It’s easy to find people who aren’t hiding, but they’re probably not the ones you want to catch. And for those who do want to conceal their presence and their intentions, the Net offers many, many dark corners, despite room 641A. For example, it’s well known that 70 or 80 percent of all e-mail is spam, but the NSA dare not ignore it. If I were sending signals to the members of a covert cell, I would be tempted to embed my message in an offer for V1@gra or replica wristwatches. Indeed, much spam comes with an addendum of apparently random text, meant to fool spam-blocking filters. How do we know that’s all it fools? Or one could ride piggyback on the high-bandwidth BitTorrent, hiding out among the kids trading music tracks and warez. Then there’s cryptography; more on that below.
The story told by Mark Klein is highly plausible, and the published documents make a strong case, yet there are a few doubtful details. None of the documents that come from AT&T mention the NSA or any other government agency. The NSA connection comes solely from Klein’s own testimony. In statements to the press he has said that the NSA interviewed AT&T employees for a job that would involve working in room 641A, and eventually hired someone. Similarly, in a statement published by Wired News, Klein says, “only people with security clearance from the National Security Agency can enter this room.” Although I’ve personally never had any dealings with the NSA (as far as I know), this story sounds fishy. Would the NSA—long known as “No Such Agency”—identify itself so openly when interviewing telephone company employees? Do they hand out cards that say “NSA Security Clearance”?
But if not an NSA snooping roost, what is in room 641A? One possibility is a traffic-monitoring facility that AT&T might have built for its own use. Some years ago AT&T developed a system called PacketScope, not too different from the modern Narus devices; papers in the open literature [see update below] discuss the installation of PacketScope equipment at two AT&T Internet hubs. Other network operators do the same kind of monitoring. They want to know where their traffic comes from and goes to, and what their customers are doing with the bandwidth. But if the 16 splitters and the Narus STA 6400 and the Sun StorEdge T3 all have such an innocent explanation, why doesn’t AT&T say so? Not everyone would believe them, but the denial would certainly muddy the water. Instead AT&T has released a bland statement about their commitment to privacy and their obligation to assist law enforcement. And then the federal government intervened to dismiss the suit against AT&T, claiming that the issue cannot be adjudicated without revealing state secrets and endangering national security. It’s almost as if they want us to believe the worst.

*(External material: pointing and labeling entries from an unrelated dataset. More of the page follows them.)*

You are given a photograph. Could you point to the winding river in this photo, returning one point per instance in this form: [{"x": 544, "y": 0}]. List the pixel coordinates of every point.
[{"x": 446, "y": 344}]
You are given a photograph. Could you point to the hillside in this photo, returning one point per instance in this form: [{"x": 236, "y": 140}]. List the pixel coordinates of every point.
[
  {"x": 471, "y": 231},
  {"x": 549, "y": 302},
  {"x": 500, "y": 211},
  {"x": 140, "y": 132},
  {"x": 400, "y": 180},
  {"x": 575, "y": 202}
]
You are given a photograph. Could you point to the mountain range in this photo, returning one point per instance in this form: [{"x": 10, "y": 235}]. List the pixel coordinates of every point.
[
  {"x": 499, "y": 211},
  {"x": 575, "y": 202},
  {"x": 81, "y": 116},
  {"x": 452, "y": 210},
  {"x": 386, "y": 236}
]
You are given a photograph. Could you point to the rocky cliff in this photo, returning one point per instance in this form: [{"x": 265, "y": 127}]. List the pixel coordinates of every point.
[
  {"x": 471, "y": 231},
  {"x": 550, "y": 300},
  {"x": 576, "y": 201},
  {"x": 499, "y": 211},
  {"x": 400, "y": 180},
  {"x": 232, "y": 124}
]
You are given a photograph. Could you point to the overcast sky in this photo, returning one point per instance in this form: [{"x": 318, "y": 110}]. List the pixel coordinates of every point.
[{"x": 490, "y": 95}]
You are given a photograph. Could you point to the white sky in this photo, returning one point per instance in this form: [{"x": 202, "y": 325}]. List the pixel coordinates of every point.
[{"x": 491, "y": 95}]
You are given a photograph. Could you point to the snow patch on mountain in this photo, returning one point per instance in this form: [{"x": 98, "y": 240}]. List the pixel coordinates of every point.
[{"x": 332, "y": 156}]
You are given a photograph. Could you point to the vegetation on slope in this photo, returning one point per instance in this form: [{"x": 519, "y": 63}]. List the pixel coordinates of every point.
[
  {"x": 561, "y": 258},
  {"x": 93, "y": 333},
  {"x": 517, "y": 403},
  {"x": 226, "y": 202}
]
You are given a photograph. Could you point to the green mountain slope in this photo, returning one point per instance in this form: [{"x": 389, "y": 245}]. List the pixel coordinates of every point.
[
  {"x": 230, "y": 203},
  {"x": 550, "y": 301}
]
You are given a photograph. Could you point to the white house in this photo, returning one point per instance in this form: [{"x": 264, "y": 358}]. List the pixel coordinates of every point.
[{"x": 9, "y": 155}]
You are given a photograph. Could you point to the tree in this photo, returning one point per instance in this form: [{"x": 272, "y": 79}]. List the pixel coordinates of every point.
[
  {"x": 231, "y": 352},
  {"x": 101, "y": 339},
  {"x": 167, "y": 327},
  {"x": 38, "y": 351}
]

Okay, I’ll go along. And I’ll keep in mind that this is the looking-glass world, ruled by Occam’s other razor, the one that favors whatever explanation is most convoluted and counterintuitive. Why would the government want the whole world to know that we’re listening? Here’s my best shot at an answer: Maybe to encourage people to encrypt their most-sensitive communications. How would that benefit the eavesdroppers? Packets carrying encyrpted text should be easy to recognize because of their “flat” statistics; they label themselves suspicious. But, you say, it’s no use recognizing an encrypted message if you can’t read what’s inside. Who can’t read what’s inside?
Update 2008-09-07: The “papers in the open literature” mentioned above are no longer quite so open. The link above has gone dead; the paper is still listed in the bibliography of Ramon Cáceres, but links to PDF and Postscript versions have been removed. As of today a PDF can still be downloaded through Citeseer.